Flow diagram of document binarization system

3 Experiments Performed on Chinese Rubbing Images

The algorithm is implemented in MATLAB. The algorithm is tested with many scanned Chinese rubbing document images, which contained characters of different fonts and size. The parameters in the Bradley’s binarization experiments are set as follows: W = 15, H = 15, and T = 5. The median filtering using MATLAB’s medfilt2 function, we have used neighborhoods of size 3-by-3 to remove noising. There chosen two examples of our adaptive threshold result are presented in Figs. 3 and 4. In order to compare our method with other different algorithm, the results of Sauvola’s, Ostu’s and Isodata’s method are shown in same figure, also. Figures 3 and 4 illustrate a text example with a very low contrast. Our method is able to segment most of the text in the image.

Fig. 3.
figure 3

(a) Original image; (b) Adaptive K-means cluster image; (c) Isodata method; (d) Sauvola’s method; (e) Ostu’s method; (f) Our method

Fig. 4.
figure 4

(a) Original image; (b) Adaptive K-means cluster image; (c) Isodata method; (d) Sauvola’s method; (e) Ostu’s method; (f) Our method

We tried to look for existing methods to deal with Chinese historic image binarization problem. After many experiments have been implemented, our technique can provide near perfect segmentation despite the very low illumination in the image. Sauvola’s technique fails at the characters detection. Ostu’s global technique and isodata method keep more noising in image.

4 Conclusion

In this paper, a Chinese rubbing document image binarization algorithm is developed from low contrast Chinese rubbing images.

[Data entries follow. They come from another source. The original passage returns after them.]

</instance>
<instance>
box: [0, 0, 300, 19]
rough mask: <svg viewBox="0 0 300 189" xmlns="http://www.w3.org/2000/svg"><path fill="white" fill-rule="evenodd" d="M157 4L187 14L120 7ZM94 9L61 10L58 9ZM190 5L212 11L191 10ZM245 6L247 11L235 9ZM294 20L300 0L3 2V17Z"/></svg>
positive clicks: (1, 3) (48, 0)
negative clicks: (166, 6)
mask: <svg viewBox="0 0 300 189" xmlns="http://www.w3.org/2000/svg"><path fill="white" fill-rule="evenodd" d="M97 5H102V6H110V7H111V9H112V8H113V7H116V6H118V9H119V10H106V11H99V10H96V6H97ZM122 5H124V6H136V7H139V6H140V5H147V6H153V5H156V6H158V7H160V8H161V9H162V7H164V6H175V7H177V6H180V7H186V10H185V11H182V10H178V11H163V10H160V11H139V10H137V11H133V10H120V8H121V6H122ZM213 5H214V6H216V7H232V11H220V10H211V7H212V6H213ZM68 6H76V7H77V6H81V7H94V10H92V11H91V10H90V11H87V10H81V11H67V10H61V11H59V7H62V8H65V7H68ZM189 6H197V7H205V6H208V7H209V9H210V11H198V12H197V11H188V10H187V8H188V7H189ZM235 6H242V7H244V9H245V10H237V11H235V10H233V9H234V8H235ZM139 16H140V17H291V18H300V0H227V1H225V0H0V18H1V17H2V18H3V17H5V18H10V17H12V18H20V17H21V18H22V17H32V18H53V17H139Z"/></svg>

The proposed scheme is developed based on an adaptive K-means combined Bradley operation. We tested our scheme on many different Chinese rubbing, and obtained encouraging results. Because the validation procedure should handle the variety of handwritten characters and the ambiguity in the distinction of characters, extracted them from images is not always easy and is still a topic of future research.